Federal Court Freezes 100-Day Deportation Pause
On January 26, 2021, a federal judge in Texas, following a challenge by the Texas State Attorney General’s Office, issued a 14-day nationwide temporary restraining order blocking the enforcement of President Biden’s 100-day pause on most deportations as part of his many executive actions regarding immigration.
U.S. District Judge Drew Tipton stated in his ruling that the Biden administration “had failed to provide any concrete, reasonable justification for a 100-day pause on deportations,” and ordered the Department of Homeland Security (DHS) to “maintain the status quo as it existed” prior to the issuance of the 100-day pause memorandum.
The Biden administration is expected to appeal the decision. The deemphasis on deportation and a renewed effort to provide a pathway to citizenship for undocumented immigrants has become popular among immigrants’ rights groups and prominent members of the Democratic Party. For instance, in New Jersey, Olga Armas of the immigrant advocacy group Make the Road, expressed support for Biden’s new approach to immigration, stating that “immigrants like me across the country can begin a new chapter;” and Amy Torres, Executive Director at the New Jersey Alliance for Immigrant Justice, stated that the “Biden-Harris Administration must continue . . . [to] stop ICE enforcement, arrests, and detention.” Moreover, New Jersey Democratic Senator Bob Menendez said he will sponsor President Biden’s bill creating a pathway to citizenship for most of the nearly 11 million living in the United States without documentation, including approximately 500,000 in New Jersey.
The Norris McLaughlin Immigration Law Blog, “Immigration Matters,” will continue to monitor the status of the 100-day pause on deportations as the review of the order proceeds in federal court.
New Leadership Within the Department of Homeland Security
The Biden administration is moving quickly to vet and staff the DHS with new leadership, focusing on individuals with extensive background and knowledge in immigration law.
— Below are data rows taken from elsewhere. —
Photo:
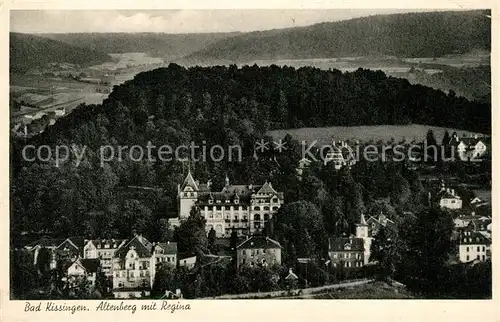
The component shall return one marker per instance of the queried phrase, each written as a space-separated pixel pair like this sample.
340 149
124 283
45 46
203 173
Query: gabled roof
338 244
168 248
474 238
260 242
140 244
267 189
91 265
101 243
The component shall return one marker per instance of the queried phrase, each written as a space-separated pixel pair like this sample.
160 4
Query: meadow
385 133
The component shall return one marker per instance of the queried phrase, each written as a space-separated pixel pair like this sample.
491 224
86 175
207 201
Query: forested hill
28 51
170 46
429 34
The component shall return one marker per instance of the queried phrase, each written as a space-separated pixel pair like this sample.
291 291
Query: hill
429 34
169 46
365 133
28 51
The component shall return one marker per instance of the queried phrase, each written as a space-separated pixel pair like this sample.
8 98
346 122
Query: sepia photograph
249 154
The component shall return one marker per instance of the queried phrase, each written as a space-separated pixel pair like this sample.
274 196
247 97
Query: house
258 250
353 251
133 269
243 208
104 250
70 249
49 244
165 253
472 222
188 261
84 268
374 224
304 163
474 246
341 154
449 199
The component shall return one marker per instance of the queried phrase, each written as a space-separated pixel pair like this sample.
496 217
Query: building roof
341 244
140 244
259 242
91 265
168 248
46 242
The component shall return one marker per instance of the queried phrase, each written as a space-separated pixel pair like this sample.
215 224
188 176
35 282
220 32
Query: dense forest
28 52
427 34
169 46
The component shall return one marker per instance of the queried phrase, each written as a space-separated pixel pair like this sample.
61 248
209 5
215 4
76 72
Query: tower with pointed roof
362 232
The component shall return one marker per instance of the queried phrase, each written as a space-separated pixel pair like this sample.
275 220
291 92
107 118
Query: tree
386 249
428 241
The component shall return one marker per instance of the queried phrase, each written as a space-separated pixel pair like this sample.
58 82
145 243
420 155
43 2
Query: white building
244 208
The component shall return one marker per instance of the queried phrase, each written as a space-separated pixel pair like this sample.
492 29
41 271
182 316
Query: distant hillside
28 51
169 46
429 34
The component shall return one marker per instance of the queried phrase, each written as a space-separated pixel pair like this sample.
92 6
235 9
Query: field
375 290
366 133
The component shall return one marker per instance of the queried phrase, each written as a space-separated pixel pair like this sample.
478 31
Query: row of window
350 264
164 259
478 248
478 257
131 274
242 208
347 255
470 239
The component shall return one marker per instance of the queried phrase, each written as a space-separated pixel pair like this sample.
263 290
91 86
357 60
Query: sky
176 21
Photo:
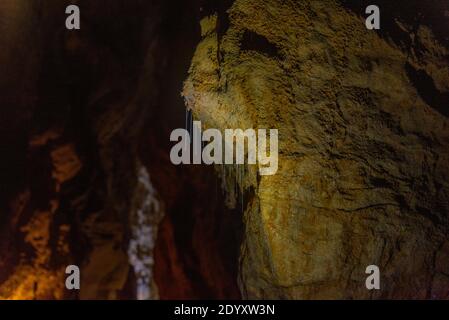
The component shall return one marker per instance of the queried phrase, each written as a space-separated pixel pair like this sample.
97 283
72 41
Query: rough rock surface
363 145
85 118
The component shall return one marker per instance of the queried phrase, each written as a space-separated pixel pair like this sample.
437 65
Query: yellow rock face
363 157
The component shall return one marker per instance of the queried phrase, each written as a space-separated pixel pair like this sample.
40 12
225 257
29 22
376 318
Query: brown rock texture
85 118
363 144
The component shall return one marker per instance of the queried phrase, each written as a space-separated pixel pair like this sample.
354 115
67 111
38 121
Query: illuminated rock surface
363 163
363 159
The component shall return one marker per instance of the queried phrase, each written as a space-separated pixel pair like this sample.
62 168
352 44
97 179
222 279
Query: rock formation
85 121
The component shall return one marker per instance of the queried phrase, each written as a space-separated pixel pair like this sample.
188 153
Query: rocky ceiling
86 177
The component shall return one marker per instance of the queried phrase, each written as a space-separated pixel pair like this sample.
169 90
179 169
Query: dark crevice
255 42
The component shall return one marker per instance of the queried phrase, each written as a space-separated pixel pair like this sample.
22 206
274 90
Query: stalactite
145 220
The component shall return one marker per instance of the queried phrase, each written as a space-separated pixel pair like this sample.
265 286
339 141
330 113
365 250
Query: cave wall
85 121
363 143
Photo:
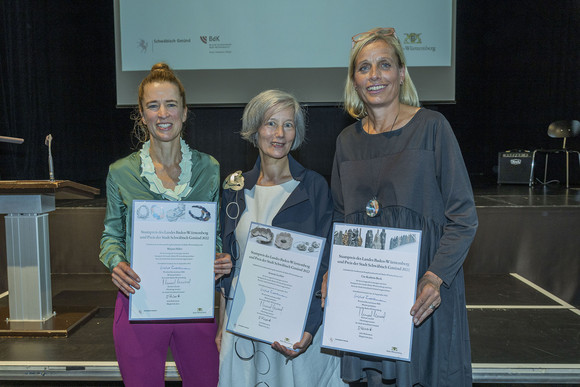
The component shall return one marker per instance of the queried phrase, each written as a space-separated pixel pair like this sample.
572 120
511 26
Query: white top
262 205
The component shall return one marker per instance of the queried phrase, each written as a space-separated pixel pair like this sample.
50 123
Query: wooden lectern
26 204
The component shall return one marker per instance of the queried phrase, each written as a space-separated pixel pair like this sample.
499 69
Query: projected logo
412 38
143 45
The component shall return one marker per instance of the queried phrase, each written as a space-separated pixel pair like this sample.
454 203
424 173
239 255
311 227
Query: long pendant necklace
373 206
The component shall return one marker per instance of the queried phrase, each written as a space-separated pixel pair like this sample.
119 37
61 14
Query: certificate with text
372 286
173 252
272 296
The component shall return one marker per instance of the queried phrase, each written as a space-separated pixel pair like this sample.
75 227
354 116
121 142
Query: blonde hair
407 94
160 72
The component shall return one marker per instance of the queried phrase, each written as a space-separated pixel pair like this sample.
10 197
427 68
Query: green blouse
130 179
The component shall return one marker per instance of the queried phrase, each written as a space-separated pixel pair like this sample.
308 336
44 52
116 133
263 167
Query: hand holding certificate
371 288
273 292
173 251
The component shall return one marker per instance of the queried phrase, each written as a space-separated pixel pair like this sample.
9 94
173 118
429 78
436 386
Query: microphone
48 142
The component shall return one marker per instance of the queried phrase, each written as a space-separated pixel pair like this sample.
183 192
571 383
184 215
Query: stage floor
519 333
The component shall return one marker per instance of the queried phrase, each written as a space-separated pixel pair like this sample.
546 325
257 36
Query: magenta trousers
141 349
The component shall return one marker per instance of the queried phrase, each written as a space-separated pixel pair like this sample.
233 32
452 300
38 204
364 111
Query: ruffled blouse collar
182 189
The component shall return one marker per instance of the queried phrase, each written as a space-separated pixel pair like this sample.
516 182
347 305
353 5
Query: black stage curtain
517 70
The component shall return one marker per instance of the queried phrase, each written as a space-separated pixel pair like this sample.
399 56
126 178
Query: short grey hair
255 115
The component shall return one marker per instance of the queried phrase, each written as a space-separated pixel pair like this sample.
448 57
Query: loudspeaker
514 167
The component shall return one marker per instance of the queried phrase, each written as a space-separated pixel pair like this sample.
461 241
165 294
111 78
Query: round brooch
235 181
373 208
204 216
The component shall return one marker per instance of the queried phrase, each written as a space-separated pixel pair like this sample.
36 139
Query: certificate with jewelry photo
173 252
275 285
371 288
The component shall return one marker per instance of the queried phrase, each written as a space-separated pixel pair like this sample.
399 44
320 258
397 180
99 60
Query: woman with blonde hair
400 166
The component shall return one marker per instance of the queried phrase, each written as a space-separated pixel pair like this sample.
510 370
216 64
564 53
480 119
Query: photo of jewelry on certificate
372 284
173 252
275 285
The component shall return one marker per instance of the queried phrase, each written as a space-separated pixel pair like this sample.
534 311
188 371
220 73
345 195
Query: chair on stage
558 129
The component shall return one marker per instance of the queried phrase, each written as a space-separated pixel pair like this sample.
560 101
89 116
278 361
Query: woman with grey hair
279 192
400 166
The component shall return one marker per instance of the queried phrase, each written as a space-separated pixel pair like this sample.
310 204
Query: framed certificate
372 286
272 296
173 252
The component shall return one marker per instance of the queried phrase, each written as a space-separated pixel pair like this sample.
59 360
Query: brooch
235 181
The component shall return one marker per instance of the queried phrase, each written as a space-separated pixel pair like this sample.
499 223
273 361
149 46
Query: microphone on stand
48 142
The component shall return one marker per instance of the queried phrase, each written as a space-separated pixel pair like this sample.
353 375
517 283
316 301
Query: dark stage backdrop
517 70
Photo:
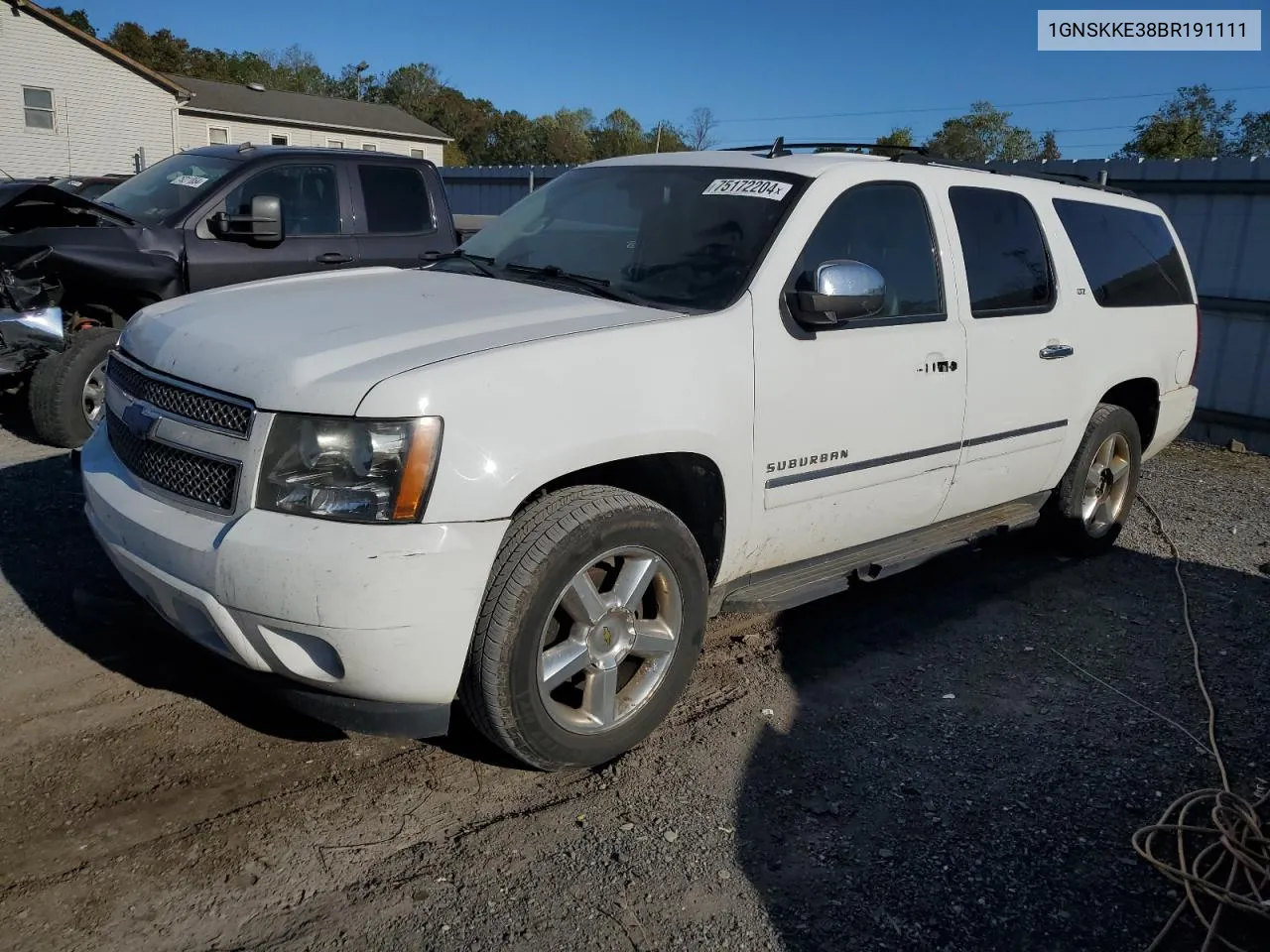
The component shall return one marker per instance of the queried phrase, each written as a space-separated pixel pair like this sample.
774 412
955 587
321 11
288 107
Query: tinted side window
1005 255
1129 258
397 199
310 197
884 225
For instance, Alejandro Mayorkas has been nominated as DHS Secretary and is awaiting confirmation. If confirmed, Mayorkas would be the first Latino and immigrant to serve in the position. He previously served as director of the U.S. Citizenship and Immigration Services (USCIS) between 2009 and 2013, and then as deputy director of DHS from 2013 to 2016. He was instrumental in implementing the Deferred Action for Childhood Arrival Program (“DACA”), which has provided protection from deportation for hundreds of thousands of immigrants who entered the United States as children. Additionally, Ashley Tabaddor, a Los Angeles-based immigration judge and president of the National Association of Immigration Judges, has been selected to be the top lawyer at the USCIS, a post that has been vacant since 2019. She was a former prosecutor and attorney with the U.S. Department of Justice before becoming an immigration judge in 2015. Tabaddor has been a vocal critic of the Trump administration’s restrictions on the power of immigration judges.
The new appointments indicate that the Biden Administration is redirecting the DHS’s focus away from the previous administration’s hardline policies on deportation.
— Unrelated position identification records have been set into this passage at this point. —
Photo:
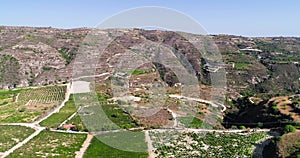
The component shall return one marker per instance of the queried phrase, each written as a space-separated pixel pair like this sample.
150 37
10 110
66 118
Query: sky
236 17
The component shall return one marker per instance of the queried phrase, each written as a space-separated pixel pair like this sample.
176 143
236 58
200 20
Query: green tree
289 128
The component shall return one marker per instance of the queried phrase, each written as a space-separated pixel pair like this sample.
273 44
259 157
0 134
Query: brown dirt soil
289 143
283 105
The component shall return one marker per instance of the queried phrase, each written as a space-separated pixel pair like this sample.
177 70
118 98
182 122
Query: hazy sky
238 17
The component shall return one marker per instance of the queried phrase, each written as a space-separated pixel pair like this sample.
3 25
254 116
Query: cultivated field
27 105
128 141
51 144
11 135
211 144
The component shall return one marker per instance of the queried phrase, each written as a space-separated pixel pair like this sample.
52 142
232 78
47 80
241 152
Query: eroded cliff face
42 56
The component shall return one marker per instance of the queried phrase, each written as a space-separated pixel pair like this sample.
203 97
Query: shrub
289 128
242 127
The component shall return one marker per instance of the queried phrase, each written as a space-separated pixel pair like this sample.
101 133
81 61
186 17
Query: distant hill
42 56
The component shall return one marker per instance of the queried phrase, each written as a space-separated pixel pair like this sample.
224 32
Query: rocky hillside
260 66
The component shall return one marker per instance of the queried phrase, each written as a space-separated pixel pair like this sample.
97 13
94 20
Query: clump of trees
289 128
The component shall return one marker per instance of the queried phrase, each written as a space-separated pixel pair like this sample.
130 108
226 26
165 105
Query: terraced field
27 105
110 145
51 144
11 135
210 144
64 113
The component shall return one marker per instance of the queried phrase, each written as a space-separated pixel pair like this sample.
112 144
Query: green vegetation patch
118 116
190 122
64 55
241 65
211 144
51 144
32 103
110 145
49 94
11 135
64 113
139 72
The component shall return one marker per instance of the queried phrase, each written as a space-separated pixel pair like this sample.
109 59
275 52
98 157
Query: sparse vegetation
11 135
130 141
51 144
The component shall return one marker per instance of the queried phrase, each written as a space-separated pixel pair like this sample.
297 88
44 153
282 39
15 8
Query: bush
289 128
242 127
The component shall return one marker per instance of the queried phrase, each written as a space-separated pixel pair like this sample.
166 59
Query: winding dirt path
56 110
85 145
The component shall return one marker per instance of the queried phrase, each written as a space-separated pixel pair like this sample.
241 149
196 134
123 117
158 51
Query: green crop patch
120 144
51 144
11 135
64 113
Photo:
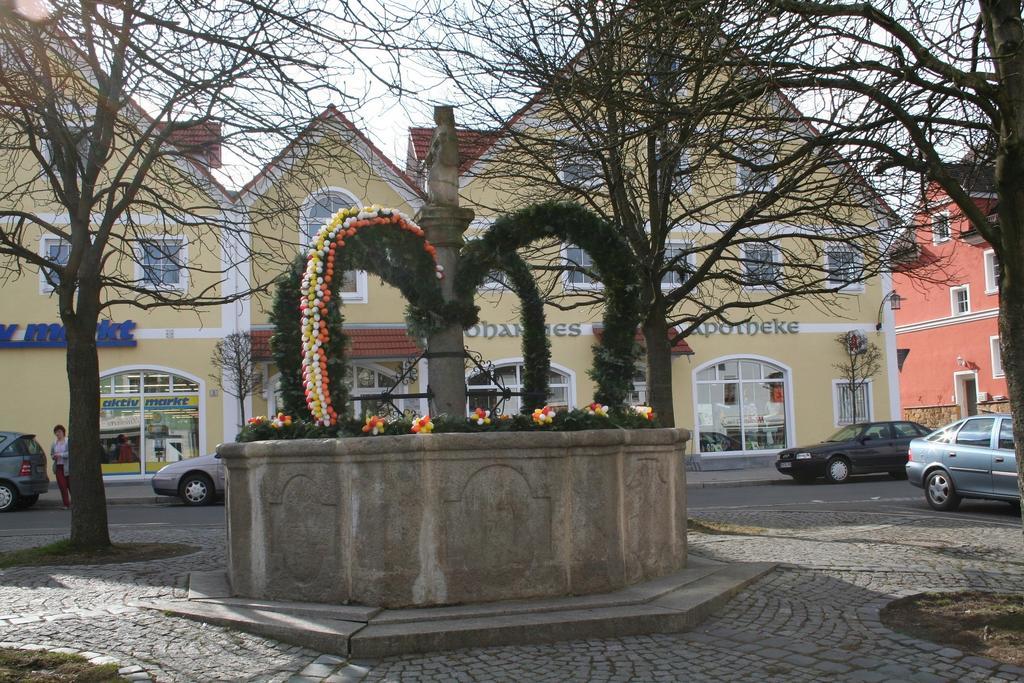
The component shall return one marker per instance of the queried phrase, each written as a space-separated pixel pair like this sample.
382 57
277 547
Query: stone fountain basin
438 519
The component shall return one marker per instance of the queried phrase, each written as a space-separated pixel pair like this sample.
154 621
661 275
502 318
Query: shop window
851 404
741 407
960 299
762 265
161 263
363 379
991 272
683 264
55 251
510 376
940 227
578 265
996 351
317 210
147 418
843 267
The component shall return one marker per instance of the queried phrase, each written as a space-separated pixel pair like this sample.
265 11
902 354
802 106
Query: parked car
195 480
971 458
859 449
23 471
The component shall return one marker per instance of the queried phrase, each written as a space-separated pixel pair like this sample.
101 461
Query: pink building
946 327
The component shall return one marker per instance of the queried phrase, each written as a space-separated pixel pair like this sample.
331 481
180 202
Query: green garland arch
378 241
615 356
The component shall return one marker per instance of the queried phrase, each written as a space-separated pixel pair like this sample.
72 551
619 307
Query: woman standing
61 463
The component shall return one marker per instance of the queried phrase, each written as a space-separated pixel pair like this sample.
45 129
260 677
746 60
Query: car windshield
847 433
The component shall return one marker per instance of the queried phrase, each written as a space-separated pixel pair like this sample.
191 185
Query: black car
860 449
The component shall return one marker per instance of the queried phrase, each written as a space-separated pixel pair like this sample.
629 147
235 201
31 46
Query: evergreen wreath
615 356
394 251
478 259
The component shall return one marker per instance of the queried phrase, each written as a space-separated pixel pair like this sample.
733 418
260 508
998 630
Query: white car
195 480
Latest Executive Actions on Immigration
Despite being in office for less than two weeks, President Biden is expected to issue a second round of executive orders and policy proposals regarding asylum resettlement and reunification of families. The DHS announced that it would end participation in the Migrant Protection Protocols, a program enacted by the Trump administration that forced over 65,000 individuals seeking asylum to remain in Mexico while waiting for immigration court hearings in the United States. Current migrants already in the program would remain in their current location and await further instruction.
President Biden is also creating a task force to reunite migrant families that have been separated by policies Trump administration policies. Currently, more than 600 children have yet to be reunited with their parents after becoming separated at the border.
Additional executive actions would aim to rescind the “public charge” rule – a Trump Administration policy that made it more difficult for lower-income individuals in the United States to obtain permanent residence – and raise the annual refugee acceptance levels from 15,000 to 125,000 applicants.